/cs-433-project-2-lpmc_dcm

Regularized maximum likelihood estimation for discrete choice models on the LPMC dataset

Primary LanguagePython

Machine Learning: Project 2

This is the README file for the project 2 of the ML course (CS-433) we did in collaboration with EPFL Transport and Mobility Laboratory.

The dataset used is London Passenger Mode Choice (LPMC) revealed-preference data. A description of the features can be found here.

Full details of the framework, dataset, and the models it was used to develop are given in Hillel et al. (2018): https://doi.org/10.1680/jsmic.17.00018.

Pylogit package:

The code for this project is based on Python pylogit package by Timothy Brathwaite.

This package is designed for "performing maximum likelihood estimation of conditional logit models and similar discrete choice models".

Contributions to the initial code:

As part of this project, we implemented Ridge and LASSO regularization methods, as well as Box-Cox tranformations.

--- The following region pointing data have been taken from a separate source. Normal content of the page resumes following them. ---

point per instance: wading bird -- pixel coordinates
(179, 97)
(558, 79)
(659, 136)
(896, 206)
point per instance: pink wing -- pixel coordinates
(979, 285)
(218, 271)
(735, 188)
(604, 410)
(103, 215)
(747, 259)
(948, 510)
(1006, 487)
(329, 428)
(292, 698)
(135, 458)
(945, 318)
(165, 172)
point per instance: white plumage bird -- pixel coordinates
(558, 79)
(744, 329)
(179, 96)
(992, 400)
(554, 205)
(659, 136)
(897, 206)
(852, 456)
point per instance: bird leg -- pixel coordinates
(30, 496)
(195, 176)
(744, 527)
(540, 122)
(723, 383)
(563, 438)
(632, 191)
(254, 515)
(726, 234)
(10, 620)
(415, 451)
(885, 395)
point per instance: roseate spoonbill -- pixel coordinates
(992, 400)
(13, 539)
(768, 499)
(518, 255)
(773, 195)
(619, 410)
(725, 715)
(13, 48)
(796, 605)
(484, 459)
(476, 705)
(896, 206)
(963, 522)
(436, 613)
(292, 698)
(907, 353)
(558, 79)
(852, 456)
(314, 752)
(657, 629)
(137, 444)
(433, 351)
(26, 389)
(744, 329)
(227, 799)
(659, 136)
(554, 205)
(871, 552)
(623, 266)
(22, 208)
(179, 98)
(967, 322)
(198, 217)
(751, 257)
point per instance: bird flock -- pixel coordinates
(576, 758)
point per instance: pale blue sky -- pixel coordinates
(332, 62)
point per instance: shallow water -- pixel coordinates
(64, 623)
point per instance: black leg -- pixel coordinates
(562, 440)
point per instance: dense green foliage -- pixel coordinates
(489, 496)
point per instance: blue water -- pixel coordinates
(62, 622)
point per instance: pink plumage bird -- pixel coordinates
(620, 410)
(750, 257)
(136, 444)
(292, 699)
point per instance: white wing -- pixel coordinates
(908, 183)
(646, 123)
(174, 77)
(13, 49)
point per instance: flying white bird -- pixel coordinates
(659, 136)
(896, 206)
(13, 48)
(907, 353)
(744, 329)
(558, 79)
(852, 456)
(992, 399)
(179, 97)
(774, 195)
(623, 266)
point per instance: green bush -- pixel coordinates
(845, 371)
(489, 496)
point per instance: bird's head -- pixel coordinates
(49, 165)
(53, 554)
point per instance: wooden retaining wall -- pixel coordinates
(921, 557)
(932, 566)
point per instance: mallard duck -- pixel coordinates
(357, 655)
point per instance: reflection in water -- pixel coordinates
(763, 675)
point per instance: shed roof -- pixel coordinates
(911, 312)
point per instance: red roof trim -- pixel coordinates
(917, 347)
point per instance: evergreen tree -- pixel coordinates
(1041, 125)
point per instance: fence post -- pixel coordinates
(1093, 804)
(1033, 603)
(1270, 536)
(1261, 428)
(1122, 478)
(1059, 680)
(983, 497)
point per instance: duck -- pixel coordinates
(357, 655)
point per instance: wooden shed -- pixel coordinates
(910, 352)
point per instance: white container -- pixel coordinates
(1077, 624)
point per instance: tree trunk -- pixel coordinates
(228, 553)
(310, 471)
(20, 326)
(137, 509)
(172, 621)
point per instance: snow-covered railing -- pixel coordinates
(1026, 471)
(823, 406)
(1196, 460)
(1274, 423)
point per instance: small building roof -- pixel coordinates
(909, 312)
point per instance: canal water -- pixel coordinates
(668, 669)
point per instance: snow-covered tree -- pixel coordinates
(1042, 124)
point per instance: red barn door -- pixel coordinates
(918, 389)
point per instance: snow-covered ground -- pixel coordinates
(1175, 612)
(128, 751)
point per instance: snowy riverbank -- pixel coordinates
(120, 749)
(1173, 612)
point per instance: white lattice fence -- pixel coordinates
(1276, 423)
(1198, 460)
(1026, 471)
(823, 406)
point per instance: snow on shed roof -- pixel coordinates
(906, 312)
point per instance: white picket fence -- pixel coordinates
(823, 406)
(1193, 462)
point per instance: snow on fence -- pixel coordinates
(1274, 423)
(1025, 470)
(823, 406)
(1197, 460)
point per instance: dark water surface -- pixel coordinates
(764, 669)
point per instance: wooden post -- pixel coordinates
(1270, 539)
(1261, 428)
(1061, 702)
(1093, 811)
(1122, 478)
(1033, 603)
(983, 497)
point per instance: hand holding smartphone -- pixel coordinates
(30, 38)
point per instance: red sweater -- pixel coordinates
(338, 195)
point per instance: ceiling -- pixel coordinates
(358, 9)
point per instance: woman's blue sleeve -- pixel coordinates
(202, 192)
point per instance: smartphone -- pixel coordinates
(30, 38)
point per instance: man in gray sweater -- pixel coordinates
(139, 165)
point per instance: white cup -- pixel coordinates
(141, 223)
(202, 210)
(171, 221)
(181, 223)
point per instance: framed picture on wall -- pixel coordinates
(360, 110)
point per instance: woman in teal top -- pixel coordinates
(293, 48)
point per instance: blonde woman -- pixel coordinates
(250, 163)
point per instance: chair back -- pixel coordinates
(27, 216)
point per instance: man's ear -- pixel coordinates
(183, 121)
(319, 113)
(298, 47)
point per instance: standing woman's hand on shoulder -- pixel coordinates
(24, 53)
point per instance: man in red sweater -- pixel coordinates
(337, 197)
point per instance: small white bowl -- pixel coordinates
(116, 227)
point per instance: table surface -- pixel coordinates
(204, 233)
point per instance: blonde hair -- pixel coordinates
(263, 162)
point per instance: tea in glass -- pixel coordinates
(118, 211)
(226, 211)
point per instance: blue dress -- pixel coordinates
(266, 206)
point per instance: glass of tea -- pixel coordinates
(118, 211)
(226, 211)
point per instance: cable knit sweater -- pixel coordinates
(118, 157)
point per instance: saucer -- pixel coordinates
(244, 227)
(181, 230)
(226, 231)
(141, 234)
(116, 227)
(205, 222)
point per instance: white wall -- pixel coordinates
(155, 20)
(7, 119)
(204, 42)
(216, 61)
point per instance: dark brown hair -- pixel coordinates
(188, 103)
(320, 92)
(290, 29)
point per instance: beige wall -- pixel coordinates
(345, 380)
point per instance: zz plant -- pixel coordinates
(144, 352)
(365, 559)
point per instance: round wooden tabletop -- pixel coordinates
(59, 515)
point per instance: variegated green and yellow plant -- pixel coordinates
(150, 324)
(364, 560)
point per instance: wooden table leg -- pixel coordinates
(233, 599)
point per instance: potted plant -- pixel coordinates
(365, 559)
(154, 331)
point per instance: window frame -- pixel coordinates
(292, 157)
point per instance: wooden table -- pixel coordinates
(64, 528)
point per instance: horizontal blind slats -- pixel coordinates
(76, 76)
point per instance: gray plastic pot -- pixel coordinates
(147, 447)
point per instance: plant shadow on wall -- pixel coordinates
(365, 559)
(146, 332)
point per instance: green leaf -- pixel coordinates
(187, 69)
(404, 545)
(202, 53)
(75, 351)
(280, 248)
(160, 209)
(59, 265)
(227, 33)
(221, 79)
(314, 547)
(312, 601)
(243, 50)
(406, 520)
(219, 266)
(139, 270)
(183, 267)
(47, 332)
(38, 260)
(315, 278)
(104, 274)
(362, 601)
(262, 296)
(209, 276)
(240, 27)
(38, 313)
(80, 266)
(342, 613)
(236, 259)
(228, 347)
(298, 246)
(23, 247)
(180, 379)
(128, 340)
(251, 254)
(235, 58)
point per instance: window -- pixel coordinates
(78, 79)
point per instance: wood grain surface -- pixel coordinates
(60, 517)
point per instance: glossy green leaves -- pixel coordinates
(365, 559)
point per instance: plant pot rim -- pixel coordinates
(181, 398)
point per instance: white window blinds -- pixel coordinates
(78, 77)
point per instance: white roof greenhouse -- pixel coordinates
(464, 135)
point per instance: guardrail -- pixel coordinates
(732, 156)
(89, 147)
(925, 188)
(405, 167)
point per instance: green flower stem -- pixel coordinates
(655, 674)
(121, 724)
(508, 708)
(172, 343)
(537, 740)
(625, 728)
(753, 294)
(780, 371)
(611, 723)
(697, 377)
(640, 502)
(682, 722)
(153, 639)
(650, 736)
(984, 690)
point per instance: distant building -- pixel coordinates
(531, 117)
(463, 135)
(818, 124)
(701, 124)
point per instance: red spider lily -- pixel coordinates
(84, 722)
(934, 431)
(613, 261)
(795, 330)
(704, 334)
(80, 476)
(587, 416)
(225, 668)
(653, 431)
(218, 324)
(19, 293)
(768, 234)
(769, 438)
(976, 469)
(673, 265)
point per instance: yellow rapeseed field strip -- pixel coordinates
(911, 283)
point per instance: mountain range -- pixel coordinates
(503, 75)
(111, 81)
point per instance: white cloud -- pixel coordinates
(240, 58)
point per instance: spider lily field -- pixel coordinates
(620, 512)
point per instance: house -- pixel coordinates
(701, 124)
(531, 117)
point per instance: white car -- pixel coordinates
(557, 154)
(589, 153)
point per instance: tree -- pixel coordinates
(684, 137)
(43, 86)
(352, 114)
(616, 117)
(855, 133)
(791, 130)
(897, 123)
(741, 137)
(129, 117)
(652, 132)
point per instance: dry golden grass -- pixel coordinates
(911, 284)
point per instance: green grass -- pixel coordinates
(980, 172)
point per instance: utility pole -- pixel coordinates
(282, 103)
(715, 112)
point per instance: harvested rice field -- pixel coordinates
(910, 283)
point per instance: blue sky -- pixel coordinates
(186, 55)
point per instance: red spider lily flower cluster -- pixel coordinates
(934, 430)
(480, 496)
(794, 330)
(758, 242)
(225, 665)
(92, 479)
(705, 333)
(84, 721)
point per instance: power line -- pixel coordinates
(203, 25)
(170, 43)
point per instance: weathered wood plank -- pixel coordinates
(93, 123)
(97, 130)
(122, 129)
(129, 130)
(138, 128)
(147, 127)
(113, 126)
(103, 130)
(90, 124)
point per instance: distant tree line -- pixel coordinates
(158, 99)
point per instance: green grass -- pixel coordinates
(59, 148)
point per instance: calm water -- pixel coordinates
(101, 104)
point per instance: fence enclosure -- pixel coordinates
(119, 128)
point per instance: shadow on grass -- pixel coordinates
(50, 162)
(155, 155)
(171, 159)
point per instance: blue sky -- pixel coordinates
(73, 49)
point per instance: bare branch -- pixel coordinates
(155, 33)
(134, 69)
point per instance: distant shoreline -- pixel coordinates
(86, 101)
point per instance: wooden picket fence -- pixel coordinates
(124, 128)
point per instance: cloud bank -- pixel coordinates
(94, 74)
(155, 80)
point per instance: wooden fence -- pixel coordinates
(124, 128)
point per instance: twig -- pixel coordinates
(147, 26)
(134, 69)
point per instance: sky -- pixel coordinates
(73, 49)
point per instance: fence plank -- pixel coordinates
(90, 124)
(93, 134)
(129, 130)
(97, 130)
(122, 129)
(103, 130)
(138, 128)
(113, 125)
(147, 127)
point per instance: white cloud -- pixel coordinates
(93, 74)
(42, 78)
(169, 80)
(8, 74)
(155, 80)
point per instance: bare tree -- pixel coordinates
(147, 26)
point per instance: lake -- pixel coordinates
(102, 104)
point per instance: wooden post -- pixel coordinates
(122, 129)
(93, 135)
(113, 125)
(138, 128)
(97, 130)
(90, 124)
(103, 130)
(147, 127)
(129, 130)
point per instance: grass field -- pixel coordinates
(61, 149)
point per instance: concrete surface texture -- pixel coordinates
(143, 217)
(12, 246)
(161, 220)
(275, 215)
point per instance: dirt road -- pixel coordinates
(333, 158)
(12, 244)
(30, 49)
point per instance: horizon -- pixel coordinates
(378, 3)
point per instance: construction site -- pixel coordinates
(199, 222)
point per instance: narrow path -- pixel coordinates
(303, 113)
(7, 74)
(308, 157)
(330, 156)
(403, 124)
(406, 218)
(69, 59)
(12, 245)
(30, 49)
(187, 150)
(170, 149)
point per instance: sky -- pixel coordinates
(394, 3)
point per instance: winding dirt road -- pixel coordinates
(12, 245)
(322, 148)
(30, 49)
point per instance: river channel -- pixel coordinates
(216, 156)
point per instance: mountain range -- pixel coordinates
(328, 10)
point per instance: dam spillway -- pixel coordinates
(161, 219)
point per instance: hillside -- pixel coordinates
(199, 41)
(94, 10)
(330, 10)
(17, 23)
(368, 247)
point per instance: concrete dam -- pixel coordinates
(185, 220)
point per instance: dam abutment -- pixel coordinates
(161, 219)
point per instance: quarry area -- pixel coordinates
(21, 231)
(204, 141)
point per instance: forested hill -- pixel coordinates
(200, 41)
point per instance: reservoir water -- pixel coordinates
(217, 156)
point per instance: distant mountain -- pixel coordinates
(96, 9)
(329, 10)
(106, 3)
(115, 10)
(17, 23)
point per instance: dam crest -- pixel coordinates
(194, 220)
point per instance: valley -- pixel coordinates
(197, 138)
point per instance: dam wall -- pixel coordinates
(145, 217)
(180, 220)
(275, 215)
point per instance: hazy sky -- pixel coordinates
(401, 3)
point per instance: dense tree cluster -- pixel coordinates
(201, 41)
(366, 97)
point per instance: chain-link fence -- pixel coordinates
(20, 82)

  • Regularization methods:

    • added file reg.py: L1() and L2() methods.

    • modified files:

      • choice_calcs.py: calc_probabilities(), [lines 144-189], calc_log_likelihood() [lines 349-364] and calc_gradient()[lines 472-615]: The gradient for a $\lambda$ parameter is given by : A remplir. Entre crochet les lignes de modifications de chaque methode

      • conditional_logit.py: fit_mle() function now taking regularization hyperparameters $\lambda_R$ (ridge) and $\lambda_L$ (lasso) as arguments. These arguments are then passed to any method that needs them.

  • Box Cox transform:

    • use of Python scipy.special.boxcox()

    • modified files

      • choice_calcs.py: calc_probabilities(), calc_log_likelihood() and calc_gradient(): see comment lines.

      • estimation.py: estimate() now specifies boundaries for boxcox parameters: $\lambda_{cox} \geq 0$. These constraints are then passed to scipy.optimize.minimize(). The minimization method is also changed from 'BFGS' to 'L-BFGS-B'.

How to use

The main.py file allows to reproduce all the results presented in the report. The main steps are:

  • Create long format data: generate_long_data.py

This file allows us to convert the original LPMC data to long format, and proceed to segmentation w.r.t age, season, travel and purpose. A boolean 'train' (True by default) specify which one of the training set or the test set is generated.

  • __Compute the parameter estimates for a given model (specification): __

After having generated a choice model by creating an ordered dictionnary (collections.OrderedDict) through the create_specification.py file, this dictionnary will determine the functionnal form of the utility functions. Then, conditional_logit.fit_mle() is called to perform the maximum likelihood estimation and returns the final log-likelihood $\mathcal{L}(\hat{\beta})$, as well as the parameters estimates $\hat{\beta}$.

  • __Perform the grid search over regularization hyperparameters: __

We perform a grid_search over $\lambda_R$ and $\lambda_L$ and store the following results to be used in the making of plots (and the evaluation of regularization part):

  • The number of parameters $\beta$ pushed towards 0. More precisely those estimated below 1e-6, between 1e-4 and 1e-6, between 1e-2 and 1e-4 and above 1e-2.

  • The array of estimated (regularized) parameters.

  • Evaluate the regularization results and compare the hyperparameters combination of the grid search: evaluation of regularization

Here, we compare the efficiency of regularization hyperparameters and plot the log-likelihood in terms of the number of added parameters. This is allowed by passing an index list to fit_mle() through the argument indd.